Integrin-αvβ3 is a therapeutically targetable fundamental factor in medulloblastoma tumorigenicity and radioresistance.

Medulloblastoma (MB) is one of the most prevalent solid tumors found in children, occuring in the brain's posterior fossa. The standard treatment protocol involves maximal resection surgery followed by craniospinal irradiation and chemotherapy. Despite a long-term survival rate of 70%, wide disparities among patients have been observed. The identification of pertinent targets for both initial and recurrent MB cases is imperative. Both primary and recurrent MBs are marked by their aggressive infiltration into surrounding brain tissue, robust angiogenesis, and resistance to radiation therapy. While the significant role of integrin-αvβ3 in driving these characteristics has been extensively documented in glioblastoma, its impact in the context of MB remains largely unexplored. Integrin-αvβ3 was found to be expressed in a subset of MB patients. We investigated the role of integrin-αvβ3 using MB-derived cell lines with β3-subunit depletion or overexpression both in vitro and in vivo settings.
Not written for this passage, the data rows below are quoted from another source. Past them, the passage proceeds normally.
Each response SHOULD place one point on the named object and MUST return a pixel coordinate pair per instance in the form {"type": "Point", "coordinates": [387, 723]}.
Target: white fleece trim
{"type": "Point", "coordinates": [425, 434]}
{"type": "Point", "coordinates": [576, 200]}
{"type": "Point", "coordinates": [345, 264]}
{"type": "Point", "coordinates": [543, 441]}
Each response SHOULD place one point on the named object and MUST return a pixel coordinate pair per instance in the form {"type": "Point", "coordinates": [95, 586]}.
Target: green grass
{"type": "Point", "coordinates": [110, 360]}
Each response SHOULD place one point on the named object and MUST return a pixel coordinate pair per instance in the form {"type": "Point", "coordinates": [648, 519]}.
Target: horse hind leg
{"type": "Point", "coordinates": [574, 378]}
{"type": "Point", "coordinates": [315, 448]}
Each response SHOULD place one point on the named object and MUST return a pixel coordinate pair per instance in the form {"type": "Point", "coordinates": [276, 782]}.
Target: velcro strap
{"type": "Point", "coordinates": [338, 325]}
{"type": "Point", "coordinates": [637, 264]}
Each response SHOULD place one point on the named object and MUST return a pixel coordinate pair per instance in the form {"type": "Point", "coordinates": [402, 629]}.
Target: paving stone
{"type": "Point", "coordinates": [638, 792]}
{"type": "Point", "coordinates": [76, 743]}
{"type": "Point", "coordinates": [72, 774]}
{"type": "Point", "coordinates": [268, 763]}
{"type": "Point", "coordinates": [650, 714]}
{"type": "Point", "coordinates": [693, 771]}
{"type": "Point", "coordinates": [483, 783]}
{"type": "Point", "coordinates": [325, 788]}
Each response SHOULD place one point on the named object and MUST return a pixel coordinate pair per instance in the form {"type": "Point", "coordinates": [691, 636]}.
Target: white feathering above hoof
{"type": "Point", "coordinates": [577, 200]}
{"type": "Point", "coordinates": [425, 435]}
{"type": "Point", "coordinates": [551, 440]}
By generating radioresistant MB cell lines, we uncovered an increased integrin-αvβ3 expression, which correlated with increased susceptibility to pharmacological integrin-αvβ3 inhibition with cilengitide, a competitive ligand mimetic. Lastly, we conducted single-photon emission computed tomography (SPECT)/magnetic resonance imaging (MRI) studies on orthotopic models using a radiolabeled integrin-αvβ3 ligand (99mTc-RAFT-RGD. This innovative approach presents the potential for a novel predictive imaging technique in the realm of MB. Altogether, our findings lay the foundation for employing SPECT/MRI to identify a specific subset of MB patients eligible for integrin-αvβ3-directed therapies. This breakthrough offers a pathway toward more targeted and effective interventions in the treatment of MB.